Directions concerning peace - offerings. A bullock or an heifer, ver. 1 - 5. A lamb, ver. 6 - 11. A goat, ver. 12 - 16. No fat or blood to be eaten, ver. 17.

1: A peace - offering - This was an offering for peace and prosperity, and the blessing of God, either,

  1. obtained, and so it was a thank - offering, or,
  2. desired; and so it was a kind of supplication to God.
A female - Which were allowed here, tho' not in burnt - offerings, because those principally respected the honour of God, who is to be served with the best; but the peace - offerings did primarily respect the benefit of the offerer, and therefore the choice was left to himself. Burnt - offerings had regard to God, as in himself the best of beings, and therefore were wholly burned. But peace - offerings had regard to God as a benefactor to his creatures, and therefore were divided between the altar, the priest, and the offerer.

2: At the door - Not on the north - side of the altar, where the burnt - offering was killed, as also the sin - offering, and the trespass - offering, but in the very entrance of the court where the brazen altar stood, which place was not so holy as the other; as appears both because it was more remote from the holy of holies, and because the ashes of the sacrifices were to be laid here. And the reason of this difference is not obscure, both because part of this sacrifice was to be waved by the hands of the offerer, (Le 7:30), who might not come into the court; and because this offering was not so holy as the others, which were to be eaten only by the priest, whereas part of these were eaten by the offerer.

5: Upon the burnt sacrifice - Either,

  1. Upon the remainders of it, which were yet burning; or rather,
  2. After it; for the daily burnt - offering was first to be offered, both as more eminently respecting God's honour; and as the most solemn and stated sacrifice, which should take place of all occasional oblations, and as a sacrifice of an higher nature, being for atonement, without which no peace could be obtained, nor peace offering offered with acceptance.

9: The rump - Which in sheep is fat, and sweet, and in these parts was very much larger and better than ours.

11: Burnt it - The parts now mentioned; the rest fell to the priest,(Le 7:31). The food - That is, the fuel of the fire, or the matter of the offering. It is called food, Heb. bread, to note God's acceptance of it, and delight in it; as men delight in their food.

16: Shall burn them - The parts mentioned, among which the tail is not one, as it was in the sheep. because that in goats is a refuse part. All the fat - This is to be limited,

  1. To those beasts, which were offered or offerable in sacrifice, as it is explained, (Le 7:23,25).
  2. To that kind of fat which is above - mentioned, and required to be offered, which was separated, or easily separable from the flesh for the fat which was here and there mixed with the flesh they might eat.

17: All your dwellings - Not only at or near the tabernacle, not only of those beasts which you actually sacrifice, but also in your several dwellings, and of all that kind of beasts.

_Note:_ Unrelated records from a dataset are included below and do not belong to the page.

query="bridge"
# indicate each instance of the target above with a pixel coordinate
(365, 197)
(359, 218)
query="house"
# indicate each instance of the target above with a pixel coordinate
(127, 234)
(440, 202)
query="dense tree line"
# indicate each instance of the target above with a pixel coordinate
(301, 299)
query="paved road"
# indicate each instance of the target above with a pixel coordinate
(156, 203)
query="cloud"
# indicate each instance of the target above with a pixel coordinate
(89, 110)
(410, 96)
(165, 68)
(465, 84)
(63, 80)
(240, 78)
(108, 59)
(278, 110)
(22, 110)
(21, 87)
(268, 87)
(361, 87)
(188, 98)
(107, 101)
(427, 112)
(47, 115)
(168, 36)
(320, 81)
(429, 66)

Fat - Was forbidden,

  1. To preserve the reverence of the holy rites and sacrifices.
  2. That they might be taught hereby to acknowledge God as their Lord, and the Lord of all the creatures, who might reserve what he pleased to himself.
  3. To exercise them in obedience to God, and self - denial and mortification of their appetites, even in those things which probably many of them would much desire. Blood - Was forbidden partly to maintain reverence to God and his worship; partly out of opposition to idolaters, who used to drink the blood of their sacrifices; partly with respect to Christ's Blood, thereby manifestly signified. God would not permit the very shadows of this to be used as a common thing. Nor will he allow us, tho' we have the comfort of the atonement made, to assume to ourselves any share in the honour of making it.